The True Story Behind The Wolf of Wall Street Movie - Collider Because they said eventually everyone's going to have to give information on this case so at the end of the day it might not even be a factor. Jordan Belfort: Does daddy get a kiss from both of his little girls, huh? Oh my God! Cause I can't keep track of your professions honey! Honey, you okay?
So It's Wolf of Wall Street, But for Learning How to Pick Up Girls FBI!

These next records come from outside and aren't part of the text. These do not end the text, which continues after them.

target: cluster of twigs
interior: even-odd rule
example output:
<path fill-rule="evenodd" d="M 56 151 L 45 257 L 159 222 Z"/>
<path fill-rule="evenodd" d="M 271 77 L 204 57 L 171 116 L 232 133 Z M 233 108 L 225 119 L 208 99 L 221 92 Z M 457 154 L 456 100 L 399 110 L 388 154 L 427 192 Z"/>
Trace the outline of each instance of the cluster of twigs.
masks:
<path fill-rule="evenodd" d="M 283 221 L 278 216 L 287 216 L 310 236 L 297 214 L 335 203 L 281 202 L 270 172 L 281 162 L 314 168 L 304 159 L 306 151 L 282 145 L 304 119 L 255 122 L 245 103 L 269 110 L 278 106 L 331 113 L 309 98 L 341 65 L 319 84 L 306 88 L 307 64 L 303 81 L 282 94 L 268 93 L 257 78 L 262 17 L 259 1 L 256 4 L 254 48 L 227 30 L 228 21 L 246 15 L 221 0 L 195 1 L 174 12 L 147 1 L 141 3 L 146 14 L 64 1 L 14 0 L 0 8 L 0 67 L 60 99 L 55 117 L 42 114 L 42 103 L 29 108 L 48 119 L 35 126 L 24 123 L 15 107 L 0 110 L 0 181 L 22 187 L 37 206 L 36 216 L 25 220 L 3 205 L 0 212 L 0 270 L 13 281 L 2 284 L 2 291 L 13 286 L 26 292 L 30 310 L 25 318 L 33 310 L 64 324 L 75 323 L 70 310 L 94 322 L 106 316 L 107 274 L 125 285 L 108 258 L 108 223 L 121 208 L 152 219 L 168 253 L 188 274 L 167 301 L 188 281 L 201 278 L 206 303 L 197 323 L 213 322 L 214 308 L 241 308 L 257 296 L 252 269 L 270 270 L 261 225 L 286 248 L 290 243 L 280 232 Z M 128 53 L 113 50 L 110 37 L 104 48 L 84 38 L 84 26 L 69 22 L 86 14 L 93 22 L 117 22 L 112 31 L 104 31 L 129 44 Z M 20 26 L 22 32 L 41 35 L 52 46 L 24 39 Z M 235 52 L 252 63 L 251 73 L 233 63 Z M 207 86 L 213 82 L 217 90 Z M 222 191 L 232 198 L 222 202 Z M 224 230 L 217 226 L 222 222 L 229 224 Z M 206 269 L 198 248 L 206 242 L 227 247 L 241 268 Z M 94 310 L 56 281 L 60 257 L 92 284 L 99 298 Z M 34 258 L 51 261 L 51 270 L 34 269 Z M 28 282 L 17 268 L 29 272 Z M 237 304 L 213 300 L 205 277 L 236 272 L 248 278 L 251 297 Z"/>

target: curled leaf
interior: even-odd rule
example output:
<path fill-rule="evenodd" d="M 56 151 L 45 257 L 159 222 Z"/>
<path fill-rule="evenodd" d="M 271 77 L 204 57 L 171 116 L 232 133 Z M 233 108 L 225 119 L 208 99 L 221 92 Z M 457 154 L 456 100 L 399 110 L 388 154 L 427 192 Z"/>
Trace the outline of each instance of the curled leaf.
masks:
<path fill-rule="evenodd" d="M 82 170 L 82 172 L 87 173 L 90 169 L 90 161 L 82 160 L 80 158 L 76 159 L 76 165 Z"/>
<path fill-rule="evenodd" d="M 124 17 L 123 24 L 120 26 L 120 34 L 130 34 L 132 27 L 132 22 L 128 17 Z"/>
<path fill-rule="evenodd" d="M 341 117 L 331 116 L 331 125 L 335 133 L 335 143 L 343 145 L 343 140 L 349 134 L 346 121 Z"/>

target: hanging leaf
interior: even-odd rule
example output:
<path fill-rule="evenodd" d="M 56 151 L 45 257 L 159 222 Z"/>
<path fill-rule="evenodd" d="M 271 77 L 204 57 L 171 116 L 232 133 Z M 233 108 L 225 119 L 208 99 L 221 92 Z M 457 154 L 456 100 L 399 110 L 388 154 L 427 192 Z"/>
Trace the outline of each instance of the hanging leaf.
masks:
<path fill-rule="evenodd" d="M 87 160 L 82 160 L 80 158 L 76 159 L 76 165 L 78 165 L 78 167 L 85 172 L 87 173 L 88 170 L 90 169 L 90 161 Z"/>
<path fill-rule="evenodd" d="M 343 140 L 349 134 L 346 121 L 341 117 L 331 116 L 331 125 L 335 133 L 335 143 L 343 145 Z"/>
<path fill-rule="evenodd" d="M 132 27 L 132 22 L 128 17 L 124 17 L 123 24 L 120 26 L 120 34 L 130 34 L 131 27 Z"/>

Pick Up the Phone & Start Dialing - The Wolf of Wall Street Naomi Lapaglia: Does your girlfriend think you're a fucking worthless loser? No, daddy doesn't even get to touch mommy for a very, very, very long time. Donnie Azoff: Jordan Belfort: Good. Are people looting and raping? Right, right. You can sell anything? Oh, Jesus Christ. After all, the IRS knew about this sort of stuff, didnt they? Give him time. Jordan Belfort: Do I jerk off? Patrick Denham: He didn't mean any of it. Please reference Error Code 2121 when contacting customer service. Can I finish eating first? [throwing money at the FBI agents] And you got the beautiful girls there. Are you out of your fucking mind? But I needn't have been. What I'm asking, you Swiss dick, is are you going to fuck me over? Doesn't even matter to you! It will save us both a lot of money and I got a feeling you're gonna need it. I heard some stupid shit. Donnie Azoff: Patrick Denham: It is no matter. Sell me this pen! You had a minute? Oh come on, baby.